La délégation Centre – Val de Loire travaille aussi sur la date d’arrêt pertinente des tours d’eau. En effet, l’irrigation tardive pouvant conduire à une perte de richesse relativement importante, si celle-ci est relayée par des pluies significatives dans le courant du mois de septembre, les derniers tours d’eau sont susceptibles d’être mal valorisés, et de dégrader la valeur de la marge brute dégagée grâce à l’irrigation. Depuis plusieurs années, un arrêt des tours d’eau au 15 août est comparé à des dates d’arrêt plus tardives. Les réponses des essais sont très variables selon les conditions météorologiques de l’année, et rendent difficile l’établissement d’un conseil basé sur des résultats fréquentiels. Si des pluies significatives interviennent au mois de septembre, il est peu probable que les tours d’eau réalisés après le 15 août soient bien valorisés. A contrario, pour des années comme 2022, dans une situation avec un stress hydrique très intense, et des relais tardifs de pluie, les tours d’eau réalisés après le 15 août ont bien été valorisés. La difficulté réside donc dans la prise de décision autour du 15 août. Celle-ci peut s’appuyer sur les modèles de prévision à moyen terme proposés par Météo France.
Quels sont les enjeux autour de l’irrigation dans votre région ?
Avec environ 90 % de la surface betteravière irriguée dans notre région, les enjeux sont importants. La situation pour les irrigants est de plus en plus délicate avec un coût de l’irrigation qui a fortement augmenté, et des contraintes sur les volumes d’eau qui peuvent parfois être importantes, comme en 2023. Les dernières années ont aussi été marquées par des stress hydriques prolongés et plus conséquents que ce qui avait été observé en moyenne au cours des 20 dernières années.
Il est donc primordial d’apporter un conseil aux betteraviers sur l’intérêt et l’optimisation de l’irrigation des betteraves sucrières avec ces éléments de contexte actualisés.
Conseillez-vous d’irriguer ?
Des essais dédiés à l’irrigation des betteraves sont conduits chaque année depuis plus de 20 ans par la délégation. Ils ont permis de démontrer l’intérêt de l’irrigation des betteraves sucrières en région, avec des volumes restreints ou non.

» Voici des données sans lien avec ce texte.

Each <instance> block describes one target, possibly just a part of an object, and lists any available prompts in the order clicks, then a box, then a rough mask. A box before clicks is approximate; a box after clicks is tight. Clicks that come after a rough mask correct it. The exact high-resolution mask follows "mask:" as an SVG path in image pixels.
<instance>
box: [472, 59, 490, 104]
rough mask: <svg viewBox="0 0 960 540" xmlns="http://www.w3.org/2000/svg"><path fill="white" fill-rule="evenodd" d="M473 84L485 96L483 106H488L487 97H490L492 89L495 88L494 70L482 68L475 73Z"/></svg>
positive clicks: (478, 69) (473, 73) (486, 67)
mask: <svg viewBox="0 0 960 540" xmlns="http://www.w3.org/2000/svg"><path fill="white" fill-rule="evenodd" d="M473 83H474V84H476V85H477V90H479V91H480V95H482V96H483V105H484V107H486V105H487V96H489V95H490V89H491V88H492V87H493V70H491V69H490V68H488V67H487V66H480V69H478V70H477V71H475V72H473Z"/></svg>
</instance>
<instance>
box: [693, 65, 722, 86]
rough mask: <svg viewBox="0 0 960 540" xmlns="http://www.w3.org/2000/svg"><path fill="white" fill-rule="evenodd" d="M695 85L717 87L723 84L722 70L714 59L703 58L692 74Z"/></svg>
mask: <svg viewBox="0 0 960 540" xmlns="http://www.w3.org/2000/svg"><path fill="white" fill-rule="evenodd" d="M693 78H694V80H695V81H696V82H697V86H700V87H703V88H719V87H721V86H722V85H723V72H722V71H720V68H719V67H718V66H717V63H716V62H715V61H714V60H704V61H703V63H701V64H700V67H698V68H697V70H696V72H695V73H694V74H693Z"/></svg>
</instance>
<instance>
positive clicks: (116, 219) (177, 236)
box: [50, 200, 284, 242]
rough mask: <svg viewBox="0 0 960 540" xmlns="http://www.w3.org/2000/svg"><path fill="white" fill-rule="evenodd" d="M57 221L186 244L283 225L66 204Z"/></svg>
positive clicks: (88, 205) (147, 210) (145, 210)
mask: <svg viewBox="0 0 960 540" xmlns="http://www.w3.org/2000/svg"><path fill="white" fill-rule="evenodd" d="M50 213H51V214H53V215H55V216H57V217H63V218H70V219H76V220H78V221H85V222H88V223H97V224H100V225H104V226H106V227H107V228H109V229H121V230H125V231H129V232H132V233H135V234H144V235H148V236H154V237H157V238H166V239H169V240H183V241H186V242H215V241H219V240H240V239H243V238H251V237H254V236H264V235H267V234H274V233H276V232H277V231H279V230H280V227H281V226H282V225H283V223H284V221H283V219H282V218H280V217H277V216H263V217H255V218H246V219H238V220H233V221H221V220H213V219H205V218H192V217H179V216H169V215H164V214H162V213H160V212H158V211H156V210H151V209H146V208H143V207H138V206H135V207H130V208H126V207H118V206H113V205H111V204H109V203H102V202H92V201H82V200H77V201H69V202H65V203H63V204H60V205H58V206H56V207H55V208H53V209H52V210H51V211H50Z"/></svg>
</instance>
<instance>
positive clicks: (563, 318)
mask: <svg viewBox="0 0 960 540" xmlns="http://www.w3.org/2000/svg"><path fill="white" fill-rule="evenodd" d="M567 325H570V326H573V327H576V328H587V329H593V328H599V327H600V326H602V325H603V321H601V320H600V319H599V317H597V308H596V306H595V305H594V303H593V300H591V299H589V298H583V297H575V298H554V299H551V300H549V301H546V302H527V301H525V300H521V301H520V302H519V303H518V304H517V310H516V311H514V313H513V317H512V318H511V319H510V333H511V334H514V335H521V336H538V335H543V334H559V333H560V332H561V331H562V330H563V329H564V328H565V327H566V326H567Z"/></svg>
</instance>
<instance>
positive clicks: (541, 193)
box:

Cependant, la limite physique de nos expérimentations (nombre de modalités et d’essais possibles par année), ne permet pas de répondre à toutes les interrogations soulevées.
Quelles sont les perspectives de travail sur ce thème ?
L’objectif des travaux en cours est de bien caractériser le statut hydrique des sols dans nos essais pour mieux comprendre la réponse de la betterave à différents régimes hydriques. Les connaissances produites visent à être intégrées dans l’outil Optirrig, permettant de générer des scénarios d’irrigation, afin de prodiguer des conseils adaptés à de nouvelles situations, plus diversifiées.